He’s worse every day he comes back from work. He’s not in a total rage or anything but just smaller emotionally abusive remarks here one there. I didn’t avoid them like I usually do today and I regret it. It was just two things he said that were bad and now I’m stuck in hypervigilance and I’m shaking. I can’t focus on my schoolwork at all. I feel like...it’s like it’s not like he’s hitting us or anything (he has attacked my brother though when my brother got in his face for stealing money from him) it’s just he can never be wrong and if you say he did something wrong or he doesn’t like he gets so mean. Like today my mom asked him if she could turn the air up because it was cold in the house and he said in a really nasty voice “don’t even ask me that.” Then calls in this really righteous voice “there’s a new rule in this house! Don’t ask me about the air!” I feel like I’m overreacting and it’s not even that big of a deal but it’s completely thrown me off. He also made a rude remark at my brother at dinner becuase it’s his fault about something and my dad was like “you don’t need to say that.” And later said yeah it’s my fault!!!

I’m usually so good at just letting his bs roll off my shoulders but I’m struggling in my classes already and balancing school and work at the end of the day my body shuts down from the stress (I get really cold and achey and I start shaking). I’m sleeping enough and eating well but it’s already physically affecting me, and this on top of it. I can’t afford to move out.
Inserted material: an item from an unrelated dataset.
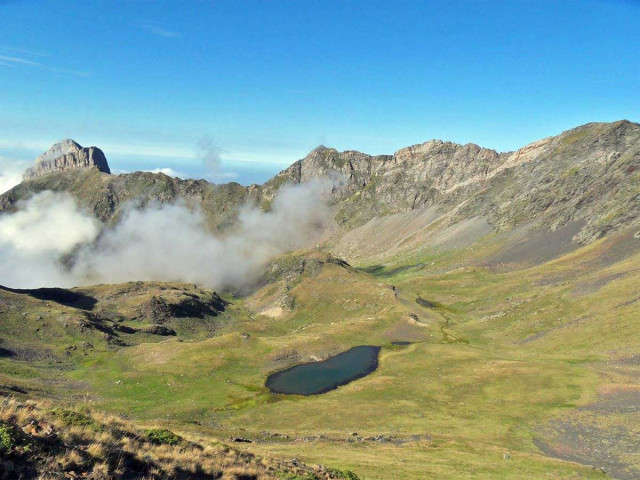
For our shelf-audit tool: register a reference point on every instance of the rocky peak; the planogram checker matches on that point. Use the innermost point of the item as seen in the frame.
(67, 155)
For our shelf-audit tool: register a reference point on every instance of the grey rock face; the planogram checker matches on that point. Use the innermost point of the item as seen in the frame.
(67, 155)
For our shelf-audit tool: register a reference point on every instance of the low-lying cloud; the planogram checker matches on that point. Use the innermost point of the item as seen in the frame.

I know I posted about that earlier and so many people were like that’s all I can do and I can’t make excuses but I honestly can’t.

I feel pretty hopeless that I can do this all at once.
 
I barely have time to interact with him but today I did and I regret it.
Hi @Strangelongtrip ^^ If you cannot leave home right now I'd suggest you shut-down from him as much as possible as you seem to have done until today.

The challenge is not to be drawn into his drama and stay as separate as you can until you can safely leave and not return.

It's not a good compromise but it would seem, practically speaking, to be the only option.

I hope you have a quiet and safe place to do your study and are able to settle back down and move forward with it. :hug:
 
I have a very similar situation with my dad. He sounds almost the same as yours, in terms of the emotional abuse and just being generally rude and self righteous and rageful towards everyone in the family. I am lucky to be living away from him now, but I had to move back home for over a year after I graduated college and it was rough. I found what helped most is what everyone here has already said — detach as much as possible. I used to engage a lot with my dad when he got like that, but I learned to just walk away. Especially when I hear him using those tones with others in the family. I would just get up and go to my room.

I know it may not be the most helpful advice. I know you probably feel trapped. But I’m mostly here to say I can relate and empathize with you a lot. You shouldn’t feel bad for posting this or being so deeply affected by his behavior. It’s mentally and emotionlly draining and you don’t deserve to have to put up with it.